Over the last few years, THSH have evolved into an organisation that earns more than 90% of its turnover from trading activities and this supports every aspect of what they do, from presenting international superstars on their stages to supporting emerging talent and creating first musical experiences for children in local schools. The vulnerability to the current closure is a direct consequence of a business model that is less reliant on public subsidy than most.
In order to have any chance of survival, THSH desperately need a time-based reopening strategy from the government and the funding to reach that point. The £13.2million transformation of Symphony Hall is almost complete and poised to reconnect the city through music.

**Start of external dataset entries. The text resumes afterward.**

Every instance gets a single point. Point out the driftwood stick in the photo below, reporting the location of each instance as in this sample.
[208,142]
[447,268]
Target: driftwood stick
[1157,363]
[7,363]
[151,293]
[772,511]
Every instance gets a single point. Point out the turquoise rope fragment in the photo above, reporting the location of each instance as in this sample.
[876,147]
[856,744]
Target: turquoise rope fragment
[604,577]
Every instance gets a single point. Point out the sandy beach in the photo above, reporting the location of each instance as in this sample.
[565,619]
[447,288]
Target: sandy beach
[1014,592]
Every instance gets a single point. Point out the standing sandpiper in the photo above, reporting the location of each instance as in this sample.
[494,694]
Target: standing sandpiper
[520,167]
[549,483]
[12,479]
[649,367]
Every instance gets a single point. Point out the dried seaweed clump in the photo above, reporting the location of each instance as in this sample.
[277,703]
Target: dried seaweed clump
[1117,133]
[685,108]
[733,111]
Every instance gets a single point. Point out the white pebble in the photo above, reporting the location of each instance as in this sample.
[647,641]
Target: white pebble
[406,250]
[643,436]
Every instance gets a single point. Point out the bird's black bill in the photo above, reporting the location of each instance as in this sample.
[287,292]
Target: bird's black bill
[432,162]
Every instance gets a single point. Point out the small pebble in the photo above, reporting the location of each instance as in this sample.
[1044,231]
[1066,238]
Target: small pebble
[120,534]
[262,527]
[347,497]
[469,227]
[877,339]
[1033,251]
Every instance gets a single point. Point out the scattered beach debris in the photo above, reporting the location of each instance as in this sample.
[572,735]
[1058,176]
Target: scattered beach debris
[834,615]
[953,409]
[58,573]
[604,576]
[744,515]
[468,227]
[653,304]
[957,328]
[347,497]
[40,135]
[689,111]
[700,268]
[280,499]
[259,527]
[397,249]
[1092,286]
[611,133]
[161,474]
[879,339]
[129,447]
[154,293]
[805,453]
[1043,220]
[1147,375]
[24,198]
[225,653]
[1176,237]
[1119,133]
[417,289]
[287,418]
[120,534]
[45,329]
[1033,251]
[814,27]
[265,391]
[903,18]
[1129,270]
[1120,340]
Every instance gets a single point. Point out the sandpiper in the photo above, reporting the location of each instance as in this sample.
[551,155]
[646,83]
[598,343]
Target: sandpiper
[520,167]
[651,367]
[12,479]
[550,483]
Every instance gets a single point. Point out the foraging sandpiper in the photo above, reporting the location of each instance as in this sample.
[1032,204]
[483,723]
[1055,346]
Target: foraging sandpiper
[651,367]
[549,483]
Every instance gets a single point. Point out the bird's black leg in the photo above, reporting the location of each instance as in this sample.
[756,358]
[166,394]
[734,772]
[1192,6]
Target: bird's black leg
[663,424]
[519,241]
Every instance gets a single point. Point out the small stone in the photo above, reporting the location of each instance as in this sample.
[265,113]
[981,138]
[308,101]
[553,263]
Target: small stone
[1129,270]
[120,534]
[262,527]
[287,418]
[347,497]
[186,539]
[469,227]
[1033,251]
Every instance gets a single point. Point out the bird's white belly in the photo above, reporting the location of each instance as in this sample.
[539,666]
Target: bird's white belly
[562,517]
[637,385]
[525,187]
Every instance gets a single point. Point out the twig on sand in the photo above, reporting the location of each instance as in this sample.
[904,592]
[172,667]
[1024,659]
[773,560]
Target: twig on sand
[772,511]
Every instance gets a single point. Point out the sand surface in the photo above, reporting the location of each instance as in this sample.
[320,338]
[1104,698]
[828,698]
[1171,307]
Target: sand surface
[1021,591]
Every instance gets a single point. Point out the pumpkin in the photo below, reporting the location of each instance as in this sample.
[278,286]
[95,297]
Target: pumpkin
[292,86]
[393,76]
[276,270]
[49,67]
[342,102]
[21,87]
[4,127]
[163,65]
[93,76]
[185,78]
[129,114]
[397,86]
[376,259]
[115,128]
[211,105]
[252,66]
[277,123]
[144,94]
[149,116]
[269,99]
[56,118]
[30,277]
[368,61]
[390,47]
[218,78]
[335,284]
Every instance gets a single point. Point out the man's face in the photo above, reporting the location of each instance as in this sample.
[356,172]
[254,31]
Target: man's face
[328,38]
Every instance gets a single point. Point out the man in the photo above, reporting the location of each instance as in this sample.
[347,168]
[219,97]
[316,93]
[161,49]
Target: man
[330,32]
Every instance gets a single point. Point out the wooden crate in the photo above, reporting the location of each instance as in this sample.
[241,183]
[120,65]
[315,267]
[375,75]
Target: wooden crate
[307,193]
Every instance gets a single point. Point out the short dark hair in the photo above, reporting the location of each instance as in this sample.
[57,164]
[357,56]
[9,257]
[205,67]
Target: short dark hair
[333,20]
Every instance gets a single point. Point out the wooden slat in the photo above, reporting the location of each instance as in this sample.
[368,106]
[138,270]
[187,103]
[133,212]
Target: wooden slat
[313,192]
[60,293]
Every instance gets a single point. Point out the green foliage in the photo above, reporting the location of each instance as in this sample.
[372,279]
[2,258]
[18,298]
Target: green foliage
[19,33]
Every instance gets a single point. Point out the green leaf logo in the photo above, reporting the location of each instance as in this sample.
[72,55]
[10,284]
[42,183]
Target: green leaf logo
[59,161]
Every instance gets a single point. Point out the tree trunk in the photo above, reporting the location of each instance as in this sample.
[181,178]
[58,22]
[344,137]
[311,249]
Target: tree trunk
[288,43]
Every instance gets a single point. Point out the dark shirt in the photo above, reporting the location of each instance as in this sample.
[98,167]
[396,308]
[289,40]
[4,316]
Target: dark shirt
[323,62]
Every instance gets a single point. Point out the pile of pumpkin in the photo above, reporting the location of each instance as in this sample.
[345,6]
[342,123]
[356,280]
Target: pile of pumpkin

Nick Reed, Chief Executive for THSH said "This is heart-breaking news to share. We have a superb team of staff who care passionately about what they do and who openly share their love of live music with everyone that we connect with as a music charity. The digital activities we have continued to deliver in these desperate times are testament to that, sharing music from our halls, artists homes and venues from across the continent. Music has the power to bring people together and it fills me with great sadness that we remain unable to bring people together in our halls. Our thoughts are very much with the employees and their families that will be affected by this decision, as well as the numerous freelance musicians and artists who have been impacted by this global pandemic."
Anita Bhalla who is Chair of the Board for the music charity responsible for THSH added "Along with the executive team, I continue to demand clearer guidance from the government on the detail of the grants and loans available and clearer guidelines for re-opening our cities cultural institutions. Despite improving the reserves of our music charity in recent years, due to the hard-work of our staff, this unprecedented global pandemic will have long term ramifications for our business. We have seen a vast numb"er of redundancies across the arts and culture sector and it saddens me that we are today joining that long list. This is a difficult and sad time for all.
Those affected have been contacted and it's been confirmed that no final decision for redundancies will be made until the consultation process has been completed.